When you run distributed on multiple servers, you could face on a drop of performance you got with single node. While it's normal that replication has a cost, there are many ways to improve performance on distributed configuration:
- Use transactions
- Replication vs Sharding
- Use few MASTER and many REPLICA servers
- Scale up on writes
- Scale up on reads
- Replication vs Sharding
Active the load balancing to distribute the load across multiple nodes.
Even though when you update graphs you should always work in transactions, OrientDB allows also to work outside of them. Common cases are read-only queries or massive and non concurrent operations can be restored in case of failure. When you run on distributed configuration, using transactions helps to reduce latency. This is because the distributed operation happens only at commit time. Distributing one big operation is much efficient than transfering small multiple operations, because the latency.
OrientDB distributed configuration is set to full replication. Having multiple nodes with the very same copy of database is important for HA and scale reads. In facts, each server is independent on executing reads and queries. If you have 10 server nodes, the read throughput is 10x.

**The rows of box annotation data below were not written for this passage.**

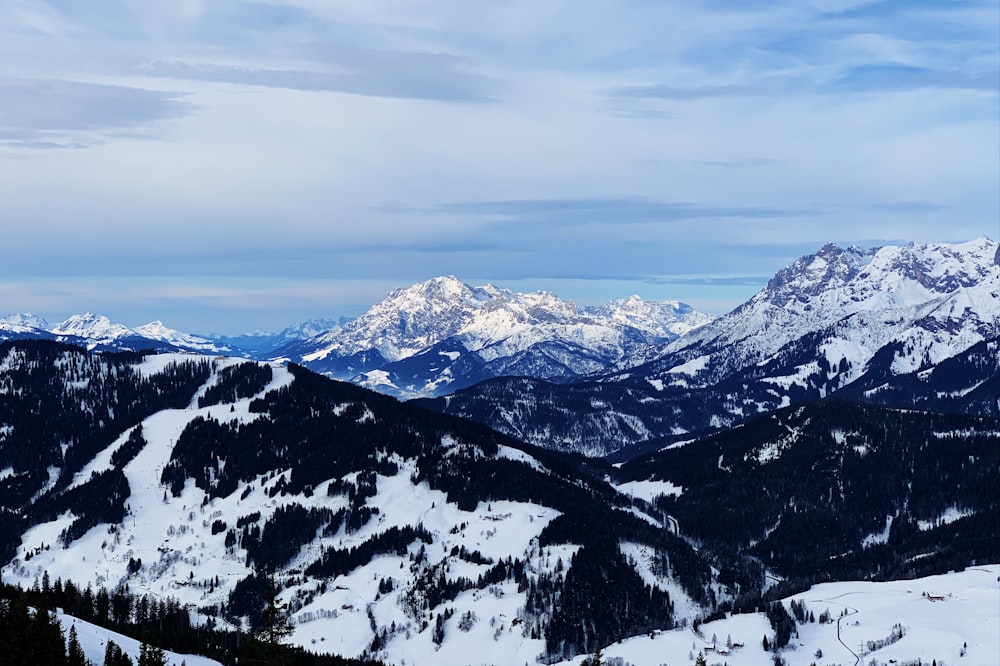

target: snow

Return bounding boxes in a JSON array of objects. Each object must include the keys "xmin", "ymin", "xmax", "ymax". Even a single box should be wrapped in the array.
[
  {"xmin": 861, "ymin": 516, "xmax": 894, "ymax": 548},
  {"xmin": 667, "ymin": 356, "xmax": 709, "ymax": 377},
  {"xmin": 615, "ymin": 478, "xmax": 684, "ymax": 502},
  {"xmin": 560, "ymin": 564, "xmax": 1000, "ymax": 666},
  {"xmin": 57, "ymin": 610, "xmax": 222, "ymax": 666},
  {"xmin": 917, "ymin": 506, "xmax": 975, "ymax": 532},
  {"xmin": 497, "ymin": 444, "xmax": 548, "ymax": 472}
]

With writes it's the opposite: having multiple nodes with full replication slows down operations if the replication is synchronous. In this case Sharding the database across multiple nodes allows you to scale up writes, because only a subset of nodes are involved on write. Furthermore you could have a database bigger than one server node HD.

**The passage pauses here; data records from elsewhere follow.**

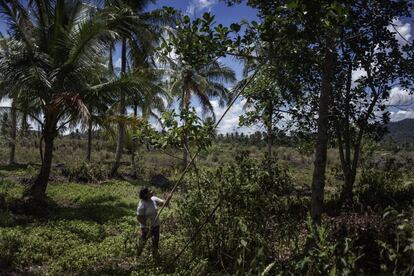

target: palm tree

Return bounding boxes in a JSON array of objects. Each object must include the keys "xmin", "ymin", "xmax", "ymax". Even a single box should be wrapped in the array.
[
  {"xmin": 170, "ymin": 60, "xmax": 236, "ymax": 166},
  {"xmin": 106, "ymin": 0, "xmax": 173, "ymax": 176},
  {"xmin": 0, "ymin": 0, "xmax": 147, "ymax": 203}
]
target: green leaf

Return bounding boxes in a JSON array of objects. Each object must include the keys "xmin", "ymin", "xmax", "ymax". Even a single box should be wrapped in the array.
[{"xmin": 230, "ymin": 23, "xmax": 241, "ymax": 33}]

Starting from v2.2, the biggest advantage of having many REPLICA servers is that they don't concur in the writeQuorum
, so if you have 3 MASTER servers and 100 REPLICA servers, every write operation will be replicated across 103 servers, but the majority of the writeQuorum would be just 2, because given N/2+1, N is the number of MASTER servers. In this case after the operation is executed locally, the server coordinator of the write operation has to wait only for one more MASTER server.
For more information look at Server roles.
If you have a slow network and you have a synchronous (default) replication, you could pay the cost of latency. In facts when OrientDB runs synchronously, it waits at least for the writeQuorum
. This means that if the writeQuorum
is 3 ("majority"), and you have 5 nodes, the coordinator server node (where the distributed operation is started) has to wait for the answer from at least 3 nodes in order to provide the answer to the client.
In order to maintain the consistency, the writeQuorum
should be set to the majority (the default setting), defined as N/2+1, where N is the number of MASTER servers. If you have 5 nodes the majority is 3. With 4 nodes is still 3. Setting the writeQuorum
to 3 instead of 4 or 5 allows to reduce the latency cost and still maintain the consistency.
To speed up things, you can setup Asynchronous Replication to remove the latency bottleneck. In this case the coordinator server node execute the operation locally and gives the answer to the client. The entire replication will be in background. In case the quorum is not reached, the changes will be rollbacked transparently.
If you already set the writeQuorum
to the majority to the nodes, you can leave the readQuorum
to 1 (the default). This speeds up all the reads.